El “pin parental” -como prefiere llamarlo el líder de Vox, Santiago Abascal- se trata de que los padres tengan derecho de decidir si sus hijos asisten o no a asignaturas donde se impartan contenidos que a ellos no les gusten o no quieran para sus hijos. Obviamente el acento se pone en cursos escolares que tengan algún contenido relacionado a políticas de género, colectivos LGTBI o sexualidad y esa es la chispa que enciende la más acalorada de las pasiones. Ante esta discusión ideológica de enfrentamiento de posiciones casi dogmáticas, Vox y el Partido Socialista (PSOE) se remangan la camisa y comienzan a bailar al son de sus ideologías. Es un terreno que les gusta y se sienten cómodos en cada esquina del cuadrilátero.

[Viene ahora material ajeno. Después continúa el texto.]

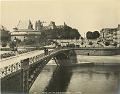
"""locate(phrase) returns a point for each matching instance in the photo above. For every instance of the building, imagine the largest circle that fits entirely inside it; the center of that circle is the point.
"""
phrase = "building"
(4, 34)
(26, 31)
(110, 34)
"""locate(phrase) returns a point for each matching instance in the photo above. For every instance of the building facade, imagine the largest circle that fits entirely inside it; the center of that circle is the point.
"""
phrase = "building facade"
(26, 31)
(110, 34)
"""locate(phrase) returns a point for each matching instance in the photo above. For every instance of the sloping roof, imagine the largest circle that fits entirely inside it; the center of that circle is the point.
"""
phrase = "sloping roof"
(23, 24)
(3, 28)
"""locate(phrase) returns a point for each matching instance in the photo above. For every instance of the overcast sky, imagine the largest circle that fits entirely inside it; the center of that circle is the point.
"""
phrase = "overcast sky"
(84, 15)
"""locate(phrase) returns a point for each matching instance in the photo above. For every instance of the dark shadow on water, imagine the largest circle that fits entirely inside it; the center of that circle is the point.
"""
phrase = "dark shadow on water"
(60, 80)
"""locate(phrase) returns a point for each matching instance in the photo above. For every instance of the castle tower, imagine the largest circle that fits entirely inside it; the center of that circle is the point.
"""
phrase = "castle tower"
(30, 25)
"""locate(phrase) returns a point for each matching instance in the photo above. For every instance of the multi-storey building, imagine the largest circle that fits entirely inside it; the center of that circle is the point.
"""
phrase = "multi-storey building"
(25, 31)
(110, 34)
(4, 34)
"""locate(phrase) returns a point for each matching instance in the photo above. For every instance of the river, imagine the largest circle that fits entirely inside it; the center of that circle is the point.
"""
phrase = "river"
(86, 79)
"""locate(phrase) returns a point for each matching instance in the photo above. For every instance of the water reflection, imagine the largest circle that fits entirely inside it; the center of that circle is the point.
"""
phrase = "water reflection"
(60, 80)
(86, 79)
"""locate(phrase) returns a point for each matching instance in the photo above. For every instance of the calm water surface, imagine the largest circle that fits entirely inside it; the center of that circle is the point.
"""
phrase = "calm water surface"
(86, 79)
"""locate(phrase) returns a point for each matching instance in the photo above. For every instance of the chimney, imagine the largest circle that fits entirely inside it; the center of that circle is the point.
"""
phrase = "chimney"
(119, 27)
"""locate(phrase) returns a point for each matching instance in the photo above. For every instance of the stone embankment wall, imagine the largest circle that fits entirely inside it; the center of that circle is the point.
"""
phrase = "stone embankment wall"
(97, 51)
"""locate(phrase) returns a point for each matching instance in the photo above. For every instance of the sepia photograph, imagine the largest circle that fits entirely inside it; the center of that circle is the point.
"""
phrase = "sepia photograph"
(59, 46)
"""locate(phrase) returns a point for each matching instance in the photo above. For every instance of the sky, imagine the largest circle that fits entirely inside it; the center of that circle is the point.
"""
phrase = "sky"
(84, 15)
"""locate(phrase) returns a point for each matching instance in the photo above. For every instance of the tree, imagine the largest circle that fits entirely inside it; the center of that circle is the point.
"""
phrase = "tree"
(89, 35)
(107, 43)
(96, 34)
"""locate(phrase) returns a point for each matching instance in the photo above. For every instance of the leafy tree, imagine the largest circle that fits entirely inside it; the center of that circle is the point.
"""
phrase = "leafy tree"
(107, 43)
(89, 35)
(96, 34)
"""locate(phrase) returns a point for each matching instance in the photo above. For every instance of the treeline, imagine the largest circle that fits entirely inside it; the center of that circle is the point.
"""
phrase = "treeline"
(62, 33)
(92, 35)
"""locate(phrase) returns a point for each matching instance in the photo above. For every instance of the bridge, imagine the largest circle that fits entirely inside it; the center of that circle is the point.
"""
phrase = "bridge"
(19, 72)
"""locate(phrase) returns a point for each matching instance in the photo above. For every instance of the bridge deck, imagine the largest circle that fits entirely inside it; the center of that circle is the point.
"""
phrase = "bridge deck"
(18, 58)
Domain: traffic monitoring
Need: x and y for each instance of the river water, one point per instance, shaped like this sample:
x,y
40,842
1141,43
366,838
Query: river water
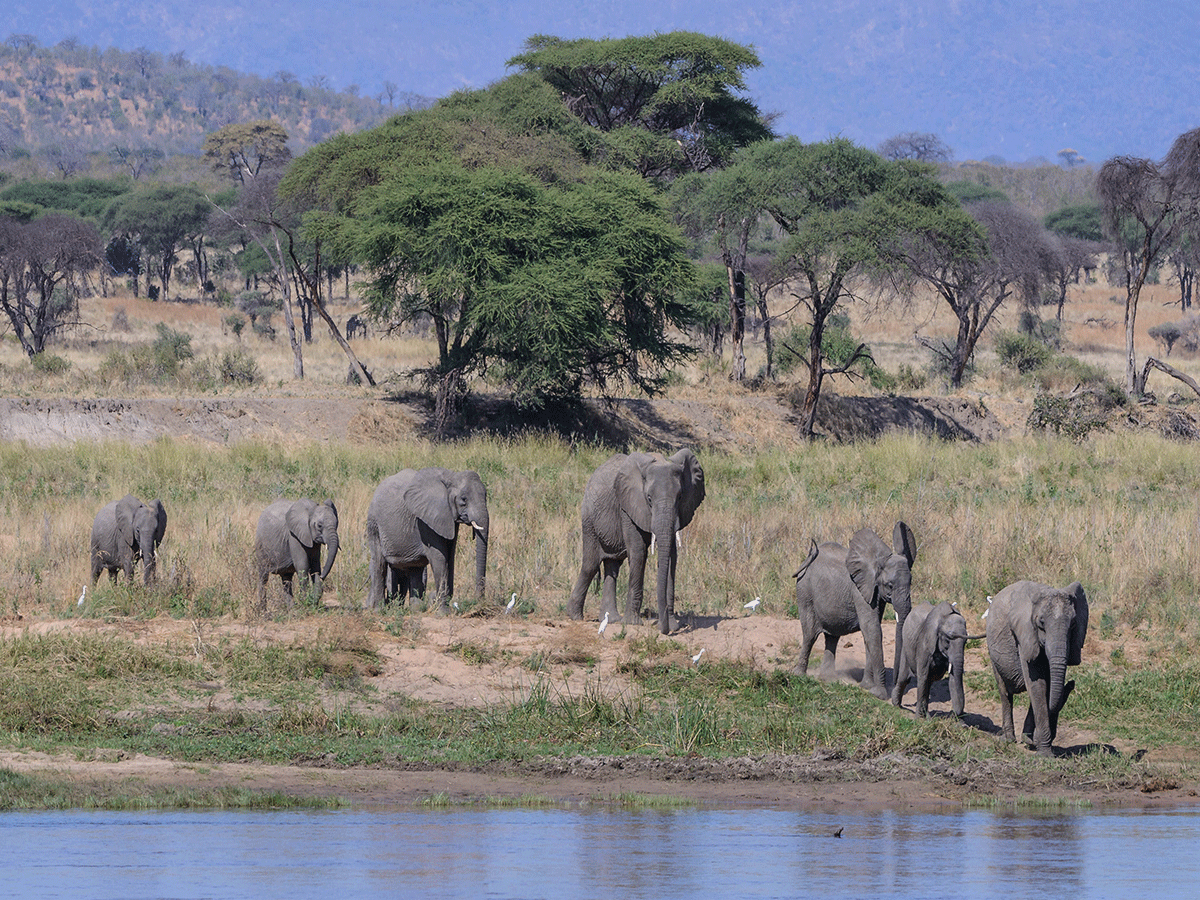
x,y
600,853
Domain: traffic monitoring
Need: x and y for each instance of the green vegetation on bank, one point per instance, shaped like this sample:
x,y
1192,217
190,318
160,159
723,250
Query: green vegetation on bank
x,y
1113,513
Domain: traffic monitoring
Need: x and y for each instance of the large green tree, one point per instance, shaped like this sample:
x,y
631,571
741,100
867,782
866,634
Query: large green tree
x,y
534,267
161,220
667,103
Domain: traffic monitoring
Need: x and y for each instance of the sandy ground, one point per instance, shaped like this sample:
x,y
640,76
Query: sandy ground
x,y
427,663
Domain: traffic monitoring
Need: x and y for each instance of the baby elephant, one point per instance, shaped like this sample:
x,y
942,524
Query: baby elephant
x,y
935,639
288,541
123,532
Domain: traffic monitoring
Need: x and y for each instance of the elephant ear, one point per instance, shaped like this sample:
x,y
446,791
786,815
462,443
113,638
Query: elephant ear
x,y
904,543
864,556
1079,630
126,508
429,498
160,517
630,487
693,485
299,519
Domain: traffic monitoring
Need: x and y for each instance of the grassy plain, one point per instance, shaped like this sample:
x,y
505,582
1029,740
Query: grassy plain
x,y
1119,511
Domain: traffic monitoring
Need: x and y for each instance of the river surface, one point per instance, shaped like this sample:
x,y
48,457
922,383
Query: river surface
x,y
600,853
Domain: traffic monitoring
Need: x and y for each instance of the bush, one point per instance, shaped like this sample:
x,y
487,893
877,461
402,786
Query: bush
x,y
238,367
49,364
1021,352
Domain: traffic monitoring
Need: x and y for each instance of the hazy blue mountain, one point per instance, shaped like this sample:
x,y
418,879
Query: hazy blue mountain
x,y
1013,78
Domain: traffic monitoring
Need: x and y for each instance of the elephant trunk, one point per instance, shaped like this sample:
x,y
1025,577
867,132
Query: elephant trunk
x,y
957,659
1056,654
480,528
330,555
664,528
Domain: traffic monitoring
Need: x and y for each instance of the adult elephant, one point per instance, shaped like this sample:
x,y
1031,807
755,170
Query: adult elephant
x,y
413,521
288,541
1035,631
630,503
935,640
125,531
840,591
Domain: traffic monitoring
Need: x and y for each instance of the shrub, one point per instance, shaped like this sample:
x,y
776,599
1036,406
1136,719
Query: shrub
x,y
238,367
49,364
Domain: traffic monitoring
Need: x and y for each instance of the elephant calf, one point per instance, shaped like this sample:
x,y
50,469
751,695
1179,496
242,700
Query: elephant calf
x,y
288,540
935,640
1035,631
125,531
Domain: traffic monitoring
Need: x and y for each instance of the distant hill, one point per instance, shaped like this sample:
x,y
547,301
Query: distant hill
x,y
66,105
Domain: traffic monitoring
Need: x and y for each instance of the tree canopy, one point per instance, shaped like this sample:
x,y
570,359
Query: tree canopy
x,y
669,103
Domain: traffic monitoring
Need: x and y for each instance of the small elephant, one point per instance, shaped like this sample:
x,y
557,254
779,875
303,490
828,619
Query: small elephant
x,y
125,531
1035,631
629,504
288,541
840,591
935,640
413,521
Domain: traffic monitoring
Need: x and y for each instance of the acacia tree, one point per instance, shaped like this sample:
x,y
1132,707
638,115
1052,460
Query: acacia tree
x,y
546,287
667,103
976,259
1146,207
162,219
40,262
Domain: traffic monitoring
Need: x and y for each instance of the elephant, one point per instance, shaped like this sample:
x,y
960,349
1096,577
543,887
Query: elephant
x,y
125,531
413,521
288,540
1035,631
631,503
935,640
840,591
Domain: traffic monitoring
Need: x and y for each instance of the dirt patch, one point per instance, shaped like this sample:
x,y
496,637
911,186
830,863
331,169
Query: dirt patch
x,y
479,661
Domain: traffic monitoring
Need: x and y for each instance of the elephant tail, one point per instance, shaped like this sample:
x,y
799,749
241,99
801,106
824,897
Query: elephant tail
x,y
804,567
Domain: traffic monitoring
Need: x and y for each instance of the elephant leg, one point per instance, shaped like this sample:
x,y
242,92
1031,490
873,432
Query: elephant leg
x,y
609,589
873,643
637,549
1038,717
810,637
829,660
1006,706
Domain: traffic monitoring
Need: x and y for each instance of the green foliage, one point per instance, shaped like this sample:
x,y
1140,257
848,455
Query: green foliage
x,y
967,192
1021,353
1080,221
238,366
49,364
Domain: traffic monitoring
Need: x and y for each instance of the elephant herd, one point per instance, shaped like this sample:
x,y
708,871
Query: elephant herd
x,y
631,503
1033,630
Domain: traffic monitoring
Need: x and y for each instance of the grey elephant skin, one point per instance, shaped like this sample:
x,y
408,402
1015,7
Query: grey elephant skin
x,y
629,502
124,532
840,591
935,640
1035,631
288,540
413,521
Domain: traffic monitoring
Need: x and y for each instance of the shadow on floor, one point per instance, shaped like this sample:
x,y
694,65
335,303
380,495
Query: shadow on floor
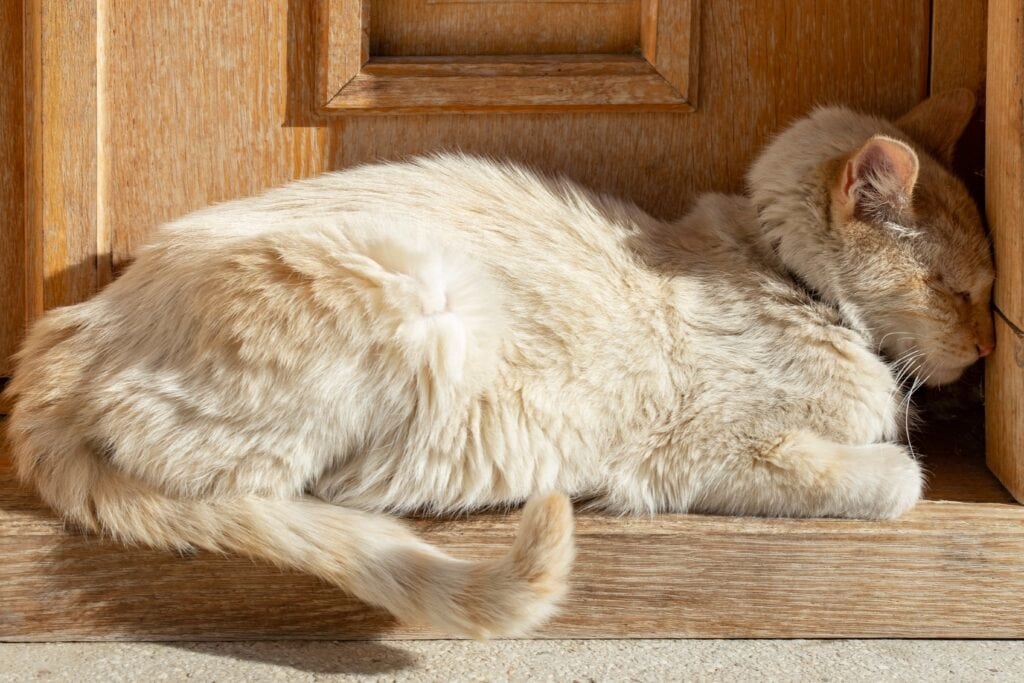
x,y
315,657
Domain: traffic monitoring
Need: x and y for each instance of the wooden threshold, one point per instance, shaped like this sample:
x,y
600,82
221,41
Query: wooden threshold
x,y
951,568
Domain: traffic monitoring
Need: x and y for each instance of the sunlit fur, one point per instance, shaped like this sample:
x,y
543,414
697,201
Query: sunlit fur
x,y
446,334
909,264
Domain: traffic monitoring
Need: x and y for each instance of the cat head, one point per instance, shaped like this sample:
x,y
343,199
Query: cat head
x,y
866,213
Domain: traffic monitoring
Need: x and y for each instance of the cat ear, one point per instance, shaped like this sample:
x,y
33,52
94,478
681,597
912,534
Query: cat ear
x,y
938,122
878,180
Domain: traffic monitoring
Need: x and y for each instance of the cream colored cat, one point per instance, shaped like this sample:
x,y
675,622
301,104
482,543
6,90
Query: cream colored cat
x,y
450,333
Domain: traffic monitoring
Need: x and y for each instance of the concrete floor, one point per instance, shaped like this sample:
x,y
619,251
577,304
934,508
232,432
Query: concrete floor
x,y
519,660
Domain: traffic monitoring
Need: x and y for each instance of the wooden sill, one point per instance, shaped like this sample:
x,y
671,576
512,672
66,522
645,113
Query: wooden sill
x,y
951,568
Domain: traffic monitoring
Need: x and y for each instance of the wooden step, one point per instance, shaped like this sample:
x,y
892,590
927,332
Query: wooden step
x,y
951,568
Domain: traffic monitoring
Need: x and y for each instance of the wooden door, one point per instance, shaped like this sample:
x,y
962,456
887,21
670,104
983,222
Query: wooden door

Unos dicen que pretenden “adoctrinar” a los chicos en “ideología de género” para que terminen siendo homosexuales, feministas, abortistas y comunistas. Otros, que los niños tienen derecho a una educación amplia en valores igualitarios más allá de si sus progenitores son unos homófobos intolerantes o unos fervientes seguidores del “terraplanismo”. Unos atacan con una interpretación de los Derechos del Niño, los otros con la Constitución. Unos con “razonamiento romanticista”, otros con pura pasión hooligan. A ambos les sirve esta pelea dialéctica y sentar precedente para las próximas batallas: entre ellas una nueva reforma educativa que debería aprobarse este año, la séptima desde 1980.
En medio, quedan los chicos. Chicos como el líder del Partido Popular (PP) Pablo Casado, quien, como en el patio del colegio, mira desde afuera el partido sin encontrar un lugar en el espectro político donde se sienta cómodo. Vox lo empuja por derecha y lo desangra con una agenda prepotente, irreverente y osada. Ciudadanos, que está a un paso del abismo, le tienta, pero le teme al centro que otrora embanderó Albert Rivera; para ello debería colaborar con Sánchez aportándole gobernabilidad o votándole los presupuestos, y eso le incomoda. Casi que sería traicionarse a sí mismo. Apoyar a aquel que, tras ganar las elecciones, le quitó el gobierno al PP en algo así como los escritorios de la FIFA. La herida de la moción de censura no cicatrizó en él aunque ya hay referentes de su partido que le demandan un giro al centro. Pero Casado en su fuero personal -y en el de sus alfiles más cercanos- se siente más cerca y quisiera el lugar de Abascal, a quien ellos mismos desterraron de las juventudes populares hace años. El problema es que no soporta cargar con la cruz de Vox. Lo que para Abascal es una mochila liviana que se aligera con cada golpe de la izquierda, para Casado sería un tormento. El hombre que para ganarse a la tribuna dice tener un familiar en cada región que visita o que lo unen lazos inquebrantables hasta con Ceuta y Melilla no soportaría el calvario de decir lo que piensa: o porque sería darle la razón a Sánchez o porque sería lo mismo que dice Vox.
Abascal, a sabiendas de que su reciente partido aún no estaba en condiciones de liderar un Ejecutivo, brindó apoyos de gobernabilidad con los populares a cambio de apropiarse de una agenda mediática que contrasta con Sánchez. Casado cayó en la trampa y se ve atrapado en el discurso de Vox. Sabe que las imitaciones en política son un fracaso pero no encuentra una luz que lo ayude a escapar. Quizá tenga una oportunidad con los presupuestos. Si el PP no despierta rápido y recupera la iniciativa, dejará en manos de los ultras el liderazgo de la oposición española. Por la democracia y por esos chicos que no necesitan veto alguno, esperemos que no.